To właśnie na tym polskim Rodos lato spędzają Porszak i Turret. Początkowo ksywki dwojga młodych, raczej nastoletnich chłopców, wydają się całkiem normalne. To właśnie o normalności jest ta książka. Dosłownie wywraca normalność do góry nogami i pozostawia czytelnika z wieloma pytaniami, może nawet nieco ze smutkiem. Ja właśnie go czułam po przeczytaniu tej pozycji. Nie dlatego, że to łzawa historia. Raczej dlatego, że zwyczajnie czułam ten ból niezrozumienia przez społeczeństwo inności, jaką przedstawiał każdy z bohaterów.
Porszak i Turret to dzieciaki spędzające wakacje w mieście, robią więc wszystko, by się nie nudzić. Wbrew życzeniu rodziców i bez ich wiedzy całe dnie przesiadują na dzikiej części działek, w jakiejś opuszczonej altance.
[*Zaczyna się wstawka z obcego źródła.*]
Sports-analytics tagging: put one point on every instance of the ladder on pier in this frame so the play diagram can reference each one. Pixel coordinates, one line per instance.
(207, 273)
Tu poznają stałych bywalców, jak pędzący eliksir szczęścia Kukułka czy czytająca Harlequiny otyła Szmirabella. Tu zaglądają też Panda, który w swojej dość dziwacznej, całodobowo oświetlanej szklarni hoduje pomidoropodobne krzaczki oraz Gabaryt, człowiek umiejący skombinować wszystko. Ta grupka uważana jest raczej za wyrzutków społeczeństwa, pogardzana przez mieszkańców ładniejszej, schludniejszej części działek, przez Społeczników. To właśnie oni rozumieją, że Turret ma napady wykrzykiwania przekleństw, a Porszak nie lubi braku harmonii, nieporządku oraz przytulania i dotykania. Bo w odróżnieniu od bywalców dziczy chłopcy to osoby dotknięte jakimś syndromem, defektem, który nie widać na pierwszy rzut oka, a który sprawia, że ci normalni uważają ich za debili (to dosłowne przytoczenie słów autorki).
Na Rodos Turret i Porszak znajdują upragnioną wolność. Mogą pogadać, są rozumiani, dowiadują się ciekawych rzeczy nawet o kosmosie, choć tak bardzo tkwią jeszcze naiwnym przekonaniu, że wszyscy są dobrzy, a plantacja i laboratorium na działkach to coś tajemniczego, ale potrzebnego. Któż przecież nie chciałby eliksiru szczęścia?
Poza przyjaźnią chłopców i ich przeżyciami na działkach możemy przyglądać się rodzinom. Są tu trzy ciekawe moim zdaniem przypadki. Pierwszy to nadopiekuńczy rodzice Porszaka, którzy tak bardzo skupiają się na dążeniu do normalności życia chłopca, że zapominają, że czasem wystarczy go zrozumieć. Obserwujemy także helikopterowych rodziców Amelii, dziewczyny, w której nieco zadurzył się Porszak, a która zaliczana jest do elity działkowej, jej ojciec jest Członkiem Zarządu. Retrospekcje Szmirabelli jawią nam jeszcze obraz smutnej matki, której syn się wyrzekł, a która nadal go kocha. Nie otrzymujemy jednak informacji o tym, czemu tak się stało.
Czymże więc jest tak naprawdę normalność? Z kart książki wynika, że powinno nim być akceptowanie i zrozumienie inności. Jednak jak jest, co także brutalnie pokazuje autorka, każdy widzi. Ktoś, kto żyje według innego wzorca, nawet kiedy nie przeszkadza i jest w tym swoim jestestwie szczęśliwy, jest uznawany za nienormalnego. A nienormalność trzeba znormalizować. Życzę sobie i Wam, by po lekturze tej książki normalność nie oznaczała identyczności, a akceptację różnic.